Proponents of women’s sports marketing claim a lack of media exposure stunts growth as studies show less than five percent of sports media content is dedicated to women’s sports. University researchers from Australia in a 2017 study attributed the skimpy coverage to male-dominated sports newsrooms, ingrained assumptions about readership and the systematic, repetitive nature of sports news.
Nielsen research from 2018 found 84 percent of global sports fans are interested in women’s sports. Fifty-one percent of those were male.
A recent Nielsen analysis found women’s sports media coverage still significantly lags behind men’s.

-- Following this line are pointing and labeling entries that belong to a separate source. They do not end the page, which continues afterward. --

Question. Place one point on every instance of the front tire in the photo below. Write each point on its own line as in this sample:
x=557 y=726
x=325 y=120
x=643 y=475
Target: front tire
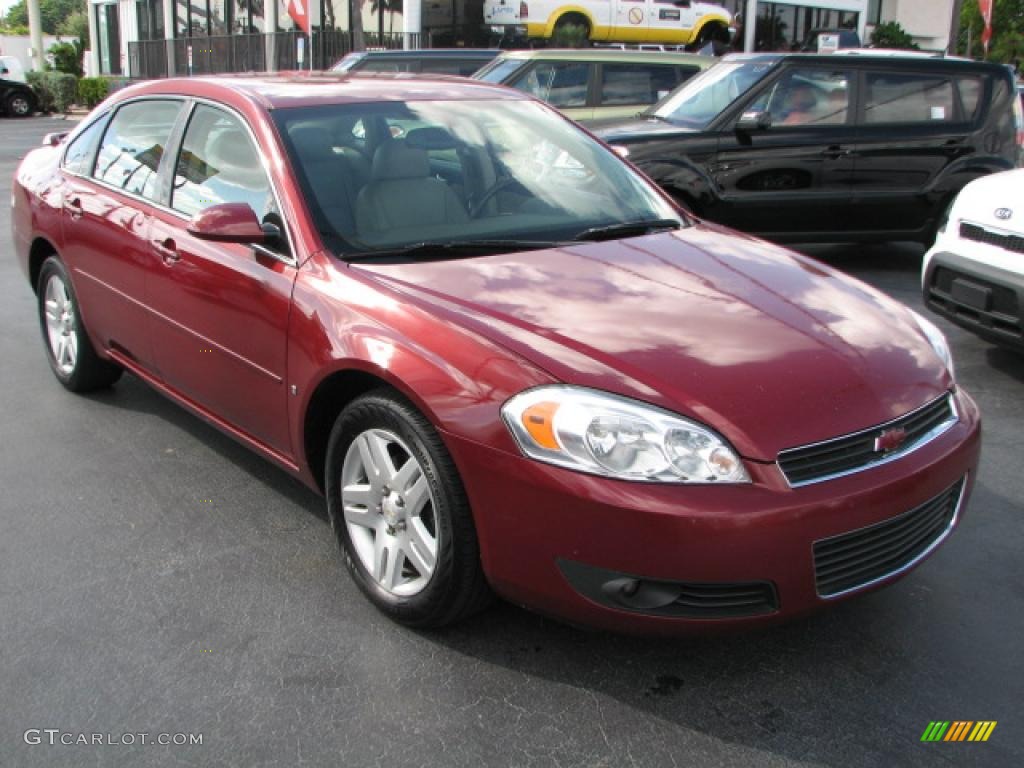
x=18 y=105
x=69 y=350
x=400 y=515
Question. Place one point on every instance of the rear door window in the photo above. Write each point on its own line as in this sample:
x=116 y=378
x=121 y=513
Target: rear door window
x=561 y=84
x=639 y=83
x=133 y=145
x=908 y=97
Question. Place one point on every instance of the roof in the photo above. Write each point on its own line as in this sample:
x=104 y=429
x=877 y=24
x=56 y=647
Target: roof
x=296 y=89
x=609 y=55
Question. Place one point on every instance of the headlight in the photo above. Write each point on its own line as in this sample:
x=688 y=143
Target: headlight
x=938 y=341
x=605 y=434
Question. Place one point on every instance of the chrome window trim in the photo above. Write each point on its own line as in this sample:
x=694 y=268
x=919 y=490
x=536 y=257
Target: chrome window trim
x=925 y=439
x=189 y=105
x=907 y=565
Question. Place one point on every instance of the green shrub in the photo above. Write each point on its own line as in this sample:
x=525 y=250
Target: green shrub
x=92 y=90
x=67 y=57
x=56 y=90
x=892 y=35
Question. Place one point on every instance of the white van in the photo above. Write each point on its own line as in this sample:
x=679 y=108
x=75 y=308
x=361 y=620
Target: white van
x=678 y=22
x=10 y=69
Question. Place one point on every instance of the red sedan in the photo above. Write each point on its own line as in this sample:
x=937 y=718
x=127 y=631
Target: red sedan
x=505 y=357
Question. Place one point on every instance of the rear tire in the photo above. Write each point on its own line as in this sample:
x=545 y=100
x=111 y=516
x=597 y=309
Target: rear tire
x=400 y=514
x=18 y=105
x=69 y=350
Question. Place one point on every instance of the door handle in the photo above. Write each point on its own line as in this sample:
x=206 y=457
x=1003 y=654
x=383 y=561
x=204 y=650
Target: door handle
x=835 y=153
x=167 y=250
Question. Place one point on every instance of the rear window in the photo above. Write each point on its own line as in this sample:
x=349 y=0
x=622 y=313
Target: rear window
x=895 y=97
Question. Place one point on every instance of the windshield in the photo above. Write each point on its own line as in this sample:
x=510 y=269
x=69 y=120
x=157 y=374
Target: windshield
x=701 y=98
x=499 y=70
x=382 y=176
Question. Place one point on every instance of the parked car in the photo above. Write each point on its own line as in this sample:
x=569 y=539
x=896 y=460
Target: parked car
x=974 y=273
x=594 y=83
x=16 y=98
x=507 y=359
x=462 y=61
x=622 y=20
x=801 y=147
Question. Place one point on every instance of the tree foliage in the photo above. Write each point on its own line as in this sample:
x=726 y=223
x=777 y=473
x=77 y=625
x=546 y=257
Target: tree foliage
x=1008 y=31
x=52 y=13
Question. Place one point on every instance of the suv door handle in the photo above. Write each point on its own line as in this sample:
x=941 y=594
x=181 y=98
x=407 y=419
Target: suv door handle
x=835 y=153
x=167 y=250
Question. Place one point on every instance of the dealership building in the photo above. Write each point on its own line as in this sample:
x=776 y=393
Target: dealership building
x=156 y=38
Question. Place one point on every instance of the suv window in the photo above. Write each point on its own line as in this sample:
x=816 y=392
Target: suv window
x=133 y=145
x=561 y=84
x=806 y=96
x=219 y=164
x=895 y=97
x=639 y=83
x=82 y=150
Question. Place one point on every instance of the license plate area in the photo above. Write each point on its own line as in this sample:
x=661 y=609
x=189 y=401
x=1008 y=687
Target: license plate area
x=971 y=294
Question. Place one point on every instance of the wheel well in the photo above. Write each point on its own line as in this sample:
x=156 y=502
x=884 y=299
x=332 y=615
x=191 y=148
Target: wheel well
x=332 y=395
x=40 y=251
x=572 y=17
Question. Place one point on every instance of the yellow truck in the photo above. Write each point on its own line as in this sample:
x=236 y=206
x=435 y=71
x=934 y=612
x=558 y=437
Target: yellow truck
x=667 y=22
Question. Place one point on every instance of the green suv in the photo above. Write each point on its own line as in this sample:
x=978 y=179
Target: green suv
x=595 y=83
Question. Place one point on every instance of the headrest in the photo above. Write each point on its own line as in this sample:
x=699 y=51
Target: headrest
x=394 y=160
x=311 y=141
x=431 y=138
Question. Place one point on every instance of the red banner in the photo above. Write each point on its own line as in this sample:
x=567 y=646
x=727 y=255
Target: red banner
x=298 y=10
x=985 y=6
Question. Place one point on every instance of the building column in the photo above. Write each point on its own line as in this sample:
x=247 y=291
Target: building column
x=36 y=35
x=412 y=22
x=169 y=36
x=750 y=26
x=92 y=13
x=270 y=34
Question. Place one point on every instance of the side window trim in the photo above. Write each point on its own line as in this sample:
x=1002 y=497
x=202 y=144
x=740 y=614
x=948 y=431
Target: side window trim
x=99 y=122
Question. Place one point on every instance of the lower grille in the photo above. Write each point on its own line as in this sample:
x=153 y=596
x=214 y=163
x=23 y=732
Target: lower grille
x=857 y=559
x=978 y=233
x=862 y=450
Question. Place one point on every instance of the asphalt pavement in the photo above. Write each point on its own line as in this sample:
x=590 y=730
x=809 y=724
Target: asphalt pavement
x=157 y=578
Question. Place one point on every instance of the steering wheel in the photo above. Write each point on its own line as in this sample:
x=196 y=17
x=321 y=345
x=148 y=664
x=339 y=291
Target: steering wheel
x=501 y=184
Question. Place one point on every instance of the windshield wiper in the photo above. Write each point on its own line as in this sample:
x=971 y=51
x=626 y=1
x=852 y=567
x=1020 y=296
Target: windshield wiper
x=628 y=228
x=431 y=250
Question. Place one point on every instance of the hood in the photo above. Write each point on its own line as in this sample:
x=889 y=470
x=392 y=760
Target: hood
x=638 y=128
x=772 y=349
x=980 y=200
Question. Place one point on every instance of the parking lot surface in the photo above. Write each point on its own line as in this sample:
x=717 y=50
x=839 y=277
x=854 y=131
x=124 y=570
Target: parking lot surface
x=157 y=578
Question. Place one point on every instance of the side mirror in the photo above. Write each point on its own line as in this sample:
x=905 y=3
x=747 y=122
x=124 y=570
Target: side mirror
x=228 y=222
x=751 y=122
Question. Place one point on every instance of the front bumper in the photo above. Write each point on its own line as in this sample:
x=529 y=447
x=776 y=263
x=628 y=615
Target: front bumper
x=550 y=537
x=982 y=298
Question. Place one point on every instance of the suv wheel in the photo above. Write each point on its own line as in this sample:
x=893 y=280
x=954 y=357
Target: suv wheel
x=18 y=105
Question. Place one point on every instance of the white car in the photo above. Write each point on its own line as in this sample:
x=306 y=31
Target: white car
x=974 y=273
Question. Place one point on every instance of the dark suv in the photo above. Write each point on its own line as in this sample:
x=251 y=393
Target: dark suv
x=801 y=147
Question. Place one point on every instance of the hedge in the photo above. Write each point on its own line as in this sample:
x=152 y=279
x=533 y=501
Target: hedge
x=56 y=91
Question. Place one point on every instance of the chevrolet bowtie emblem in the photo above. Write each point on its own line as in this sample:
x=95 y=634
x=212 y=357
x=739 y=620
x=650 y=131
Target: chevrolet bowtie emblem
x=890 y=439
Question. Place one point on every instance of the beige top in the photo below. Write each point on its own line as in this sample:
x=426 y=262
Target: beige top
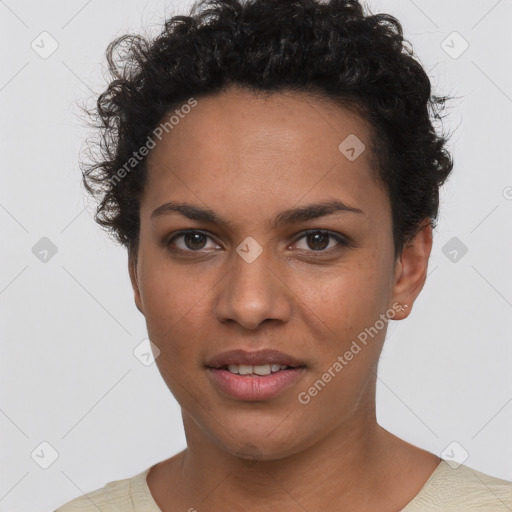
x=460 y=489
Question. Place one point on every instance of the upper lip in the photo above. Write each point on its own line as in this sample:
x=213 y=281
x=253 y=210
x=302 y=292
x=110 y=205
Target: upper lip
x=259 y=357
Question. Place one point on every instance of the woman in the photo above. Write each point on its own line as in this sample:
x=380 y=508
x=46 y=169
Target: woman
x=273 y=171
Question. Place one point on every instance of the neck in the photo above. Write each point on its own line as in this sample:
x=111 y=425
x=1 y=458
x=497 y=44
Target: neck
x=344 y=467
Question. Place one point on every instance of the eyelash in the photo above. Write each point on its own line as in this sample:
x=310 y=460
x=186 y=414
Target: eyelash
x=342 y=242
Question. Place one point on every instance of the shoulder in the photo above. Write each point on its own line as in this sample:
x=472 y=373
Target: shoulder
x=127 y=495
x=462 y=488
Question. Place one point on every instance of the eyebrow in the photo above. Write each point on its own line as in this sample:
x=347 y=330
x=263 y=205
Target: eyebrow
x=294 y=215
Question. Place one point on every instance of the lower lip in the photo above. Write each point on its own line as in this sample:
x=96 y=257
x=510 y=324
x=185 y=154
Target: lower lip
x=255 y=387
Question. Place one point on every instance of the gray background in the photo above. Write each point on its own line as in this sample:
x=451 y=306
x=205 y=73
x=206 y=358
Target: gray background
x=69 y=325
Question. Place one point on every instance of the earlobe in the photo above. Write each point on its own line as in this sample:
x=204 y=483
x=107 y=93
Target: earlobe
x=134 y=278
x=411 y=269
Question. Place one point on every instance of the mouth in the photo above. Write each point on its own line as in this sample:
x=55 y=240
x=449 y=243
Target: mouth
x=259 y=370
x=254 y=376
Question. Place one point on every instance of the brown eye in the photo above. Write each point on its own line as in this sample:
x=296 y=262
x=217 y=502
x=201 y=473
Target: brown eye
x=192 y=241
x=318 y=241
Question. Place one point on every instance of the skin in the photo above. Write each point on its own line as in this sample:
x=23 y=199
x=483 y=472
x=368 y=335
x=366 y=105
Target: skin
x=307 y=297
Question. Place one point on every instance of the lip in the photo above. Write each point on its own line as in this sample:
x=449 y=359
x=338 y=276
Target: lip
x=265 y=356
x=254 y=388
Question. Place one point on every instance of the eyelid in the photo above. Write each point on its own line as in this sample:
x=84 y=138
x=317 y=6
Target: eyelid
x=341 y=239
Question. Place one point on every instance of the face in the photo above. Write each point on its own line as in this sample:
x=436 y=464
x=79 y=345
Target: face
x=313 y=284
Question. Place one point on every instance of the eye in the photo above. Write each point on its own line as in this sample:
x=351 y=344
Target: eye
x=193 y=241
x=318 y=241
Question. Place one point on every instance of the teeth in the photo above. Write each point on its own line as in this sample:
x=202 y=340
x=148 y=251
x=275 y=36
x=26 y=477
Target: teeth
x=260 y=369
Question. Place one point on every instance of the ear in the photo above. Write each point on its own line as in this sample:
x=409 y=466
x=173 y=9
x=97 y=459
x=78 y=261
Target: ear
x=134 y=278
x=411 y=269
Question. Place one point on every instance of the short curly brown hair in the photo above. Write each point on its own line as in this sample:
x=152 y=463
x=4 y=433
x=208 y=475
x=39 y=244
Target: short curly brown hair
x=336 y=49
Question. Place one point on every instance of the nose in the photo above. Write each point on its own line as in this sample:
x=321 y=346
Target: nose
x=252 y=293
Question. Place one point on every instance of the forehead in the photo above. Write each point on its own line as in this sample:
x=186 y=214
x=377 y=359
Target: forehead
x=263 y=149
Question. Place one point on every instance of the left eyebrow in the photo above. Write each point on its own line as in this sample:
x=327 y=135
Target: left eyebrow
x=291 y=216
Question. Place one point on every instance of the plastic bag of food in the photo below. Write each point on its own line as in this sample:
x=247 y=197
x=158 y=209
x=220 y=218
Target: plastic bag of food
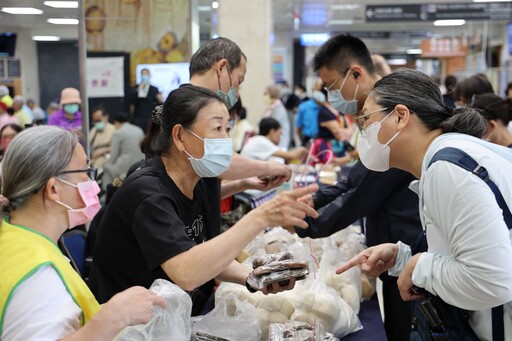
x=172 y=323
x=231 y=319
x=299 y=331
x=266 y=259
x=318 y=302
x=347 y=284
x=279 y=267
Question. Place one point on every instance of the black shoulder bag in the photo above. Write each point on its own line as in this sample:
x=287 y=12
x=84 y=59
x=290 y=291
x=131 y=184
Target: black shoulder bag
x=432 y=318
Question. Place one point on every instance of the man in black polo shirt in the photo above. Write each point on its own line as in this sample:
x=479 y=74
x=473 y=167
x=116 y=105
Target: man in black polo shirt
x=391 y=209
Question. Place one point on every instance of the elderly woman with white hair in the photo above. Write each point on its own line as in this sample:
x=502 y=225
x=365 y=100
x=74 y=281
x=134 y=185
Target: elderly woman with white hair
x=46 y=189
x=276 y=110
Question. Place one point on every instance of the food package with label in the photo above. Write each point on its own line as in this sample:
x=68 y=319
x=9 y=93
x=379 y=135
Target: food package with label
x=276 y=268
x=299 y=331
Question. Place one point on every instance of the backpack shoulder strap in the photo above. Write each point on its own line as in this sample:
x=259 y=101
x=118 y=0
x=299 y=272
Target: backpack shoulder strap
x=462 y=159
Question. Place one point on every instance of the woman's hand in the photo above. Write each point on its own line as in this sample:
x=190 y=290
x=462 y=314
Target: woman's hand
x=405 y=280
x=285 y=209
x=132 y=306
x=277 y=287
x=374 y=260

The research firm wrote in a blog entry, “Fans around the world are telling leagues and sponsors they’re ready for more when it comes to women’s sports.”
- Sprouts Farmers Market, alongside Jennie Finch, Announces Commitment to Women’s Sports and Health through Partnerships with Pac-12 and Big 12 Conferences – Sprouts Farmers Market/Globe Newswire
- Sprouts Farmers Market named Official Grocer of the Pac-12 – Pac-12
- Big 12 Conference Welcomes Sprouts Farmers Market as New Integrated, Multi-year Sponsor and “The Official Grocer of the Big 12” – Big 12
- The Coverage Gap:A Step Toward Leveling Visibility And Viewership Disparity In Women’s Sports – DAZN
- Five Reasons Why Women’s Sport Will Catapult Your Brand Value – Bandt
- As Women’s Sports Push For Equality, Media Needs To Follow Suit – Sportico
- Global Interest In Women’s Sports Is On The Rise – Nielsen
- News media still pressing the mute button on women’s sports – University Of Southern California
- Breaking the bias against women’s sport: the impact of equal opportunity for athletes, fans and sponsors – Nielsen
- Fans Are Changing The Game: 2022 Global Sports Marketing Report – Nielsen
- Fifty Years On, Title IX’s Legacy Includes Its Durability – The New York Times
- We Can Do Better Than Title IX – The New York Times
DISCUSSION QUESTIONS: Should retailers and brands be aggressively investing in women’s sports sponsorships or advertising despite viewership challenges? Will the payback from women’s sports sponsorships soon be on par with men’s sports?